Dave Ripplinger, a North Dakota State University professor who specializes in energy markets, said the state has built out its rail infrastructure since those boom years but a shift of oil would still be significant.

“If we go back to what was going on in the rail markets prior to DAPL being built, we had issues; congestion was one, but railcar availability and cost was the other,” he said. “When DAPL was built, all of a sudden you had that much fewer cars moving around or trains moving around, but it freed up a bunch of tanker cars.”

He said the logistics and strategy for transporting ethanol can vary from plant to plant, but “the impact on ethanol was pretty significant,” he said.

He said there are other economic development projects in the works that would rely on rail and could be affected by a pipeline shutdown.

North Dakota Agriculture Commissioner Doug Goehring noted that 83% of the state’s ag commodities get shipped by rail.
He said he is concerned about the influence of environmental activists on the Biden administration. Activists made Dakota Access Pipeline a flashpoint of protests during construction in 2016 .

“I’m really fearful about how determined they are to shut this down,” he said.

He said farmers should not only be concerned about rail shipments, but also about a spike in fuel prices.

Rising energy prices have been a driver of increased costs for other farm inputs, such as fertilizer, in recent years.

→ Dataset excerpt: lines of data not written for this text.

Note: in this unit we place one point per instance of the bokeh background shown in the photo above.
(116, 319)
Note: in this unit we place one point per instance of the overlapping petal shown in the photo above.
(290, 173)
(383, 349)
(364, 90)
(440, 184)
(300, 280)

Hoeven said that if there were something in the environmental impact statement that had the potential to be impactful, a court battle is likely. And because the courts have allowed the pipeline to operate while the review was being conducted, it would likely be able to continue to operate in the next round of legal sparring.

Goehring said his office is prepared to back a legal challenge.

“We would go forward and support North Dakota’s efforts, the efforts of Attorney General (Drew) Wrigley to litigate this if the federal government tries to shut it down, or shuts it down,” Goehring said.